A l’appui de sa demande de prise en charge de sa pathologie au titre de la législation sur les risques professionnels, elle a également envoyé à la Caisse un certificat médical initial, daté du 23 novembre 2017, faisant état de « tendinopathie tableau N°57 du sus épineux et du sous scapulaire épaule D et G »
Par courrier en date du 1er août 2018, la Caisse a reconnu le caractère professionnel de la pathologie déclaré par Madame [A] [M].
Par une notification en date du 13 décembre 2024, la caisse a informé la société [1] des conclusions du service médical fixant le taux d’incapacité permanente de Madame [A] [M] à 12% à compter du 30 mai 2024 pour des « séquelles indemnisables d’une rupture de la coiffe des rotateurs droits traitée médicalement chez une droitière consistant en la persistance d’une limitation douloureuse de mouvements avec diminution de la force musculaire ».
Par courrier en date du 19 février 2025, la société [1] a alors contesté cette décision devant la Commission Médicale de recours amiable.
Puis par une requête réceptionnée au greffe le 24 juillet 2025, la société [1] a saisi le pôle social du Tribunal Judiciaire suite à la décision implicite de rejet de la Commission Médicale de Recours Amiable.
L’affaire est appelée à l’audience du 5 janvier 2025.

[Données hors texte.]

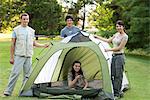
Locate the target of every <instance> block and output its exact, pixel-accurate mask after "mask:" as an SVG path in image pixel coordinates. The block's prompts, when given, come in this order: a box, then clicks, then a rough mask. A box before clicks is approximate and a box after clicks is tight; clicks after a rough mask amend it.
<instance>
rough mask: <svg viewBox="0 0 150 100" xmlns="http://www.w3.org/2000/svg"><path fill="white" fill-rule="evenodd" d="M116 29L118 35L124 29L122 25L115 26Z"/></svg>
mask: <svg viewBox="0 0 150 100" xmlns="http://www.w3.org/2000/svg"><path fill="white" fill-rule="evenodd" d="M116 29H117V31H118V32H120V33H121V32H123V31H124V27H123V26H122V25H119V24H116Z"/></svg>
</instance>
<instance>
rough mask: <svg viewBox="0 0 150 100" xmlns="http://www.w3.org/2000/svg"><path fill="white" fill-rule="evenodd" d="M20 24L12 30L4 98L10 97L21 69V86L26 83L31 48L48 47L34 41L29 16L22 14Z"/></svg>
mask: <svg viewBox="0 0 150 100" xmlns="http://www.w3.org/2000/svg"><path fill="white" fill-rule="evenodd" d="M20 21H21V24H20V25H19V26H17V27H15V28H14V30H13V33H12V41H11V48H10V63H11V64H13V68H12V71H11V74H10V77H9V82H8V85H7V88H6V90H5V91H4V96H11V94H12V91H13V89H14V87H15V84H16V81H17V79H18V76H19V74H20V72H21V70H22V69H23V77H24V79H23V84H24V83H25V82H26V81H27V79H28V77H29V75H30V73H31V71H32V55H33V46H36V47H45V48H46V47H48V46H49V45H48V44H40V43H37V42H36V41H35V40H34V33H35V30H34V29H32V28H31V27H29V26H28V23H29V15H28V14H27V13H23V14H21V16H20Z"/></svg>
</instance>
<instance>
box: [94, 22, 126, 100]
mask: <svg viewBox="0 0 150 100" xmlns="http://www.w3.org/2000/svg"><path fill="white" fill-rule="evenodd" d="M124 28H125V27H124V24H123V22H122V21H121V20H118V21H117V22H116V30H117V33H116V34H115V35H114V36H112V37H111V38H109V39H105V38H103V37H99V36H96V35H95V37H97V38H99V39H100V40H102V41H105V42H108V43H110V42H112V43H113V48H110V49H105V51H106V52H107V51H113V55H112V63H111V80H112V84H113V90H114V96H115V97H116V98H118V97H121V96H122V95H123V94H122V92H121V86H122V79H123V71H124V64H125V62H124V50H123V49H124V47H125V45H126V43H127V41H128V35H127V34H126V32H125V30H124Z"/></svg>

Aux termes de sa requête aux fins de saisine, la société [1] demande au tribunal de :
A titre principal,
Ramener à 8% dans les relations caisse-employeur le taux d’incapacité octroyé à Mme [M] par la CPAM de Seine-et-Marne à la suite de la maladie professionnelle du 23 novembre 2017 ;A titre subsidiaire,
DESIGNER un médecin consultant ou un médecin expert afin qu’il se prononce sur l’évaluation du taux d’incapacité permanente octroyé à Madame [A] [M] par la Caisse primaire d’assurance maladie de Seine et Marne à la suite de la maladie professionnelle du 23 novembre 2017.La société [2] soutient en substance que la décision attribuant à Madame [M] un taux d’incapacité permanente partielle de 12 % ne peut lui être opposée, dès lors que la Commission médicale de recours amiable n’a jamais accusé réception de son recours ni communiqué les pièces médicales au médecin désigné, en violation des articles L. 142-6, R. 142-1-A et R. 142-8-3 du Code de la sécurité sociale. Elle estime ainsi que la procédure est irrégulière et que le principe du contradictoire n’a pas été respecté. Elle soutient également que les séquelles retenues par la CPAM ne justifient pas un taux d’incapacité de 12 %.
La CPAM, représentée par son agent audiencier, demande au tribunal de :
DECLARER la Société [1] recevable mais mal fondée en son recours ;CONFIRMER la décision rendue le 13 décembre 2024 par la Caisse en fixant à 12% le taux d’incapacité permanente partielle attribué à Madame [A] [M] suite à sa maladie professionnelle du 23 novembre 2017.Concernant la mesure d’instruction :
De rejeter la mesure d’instruction sollicitée par la Société [1] ; Et, dans l’éventualité où le Tribunal ordonnerait malgré tout une mesure d’instruction :De privilégier la mesure de consultation,En tout état de cause de limiter la mission du technicien à la fixation du taux d’incapacité permanente partielle de Madame [A] [M] à la date de consolidation du 29 mai 202l de sa maladie professionnelle du 23 novembre 2017 ;En cas d’expertise, de mettre la provision sur la rémunération de l’expert à la charge de l’employeur.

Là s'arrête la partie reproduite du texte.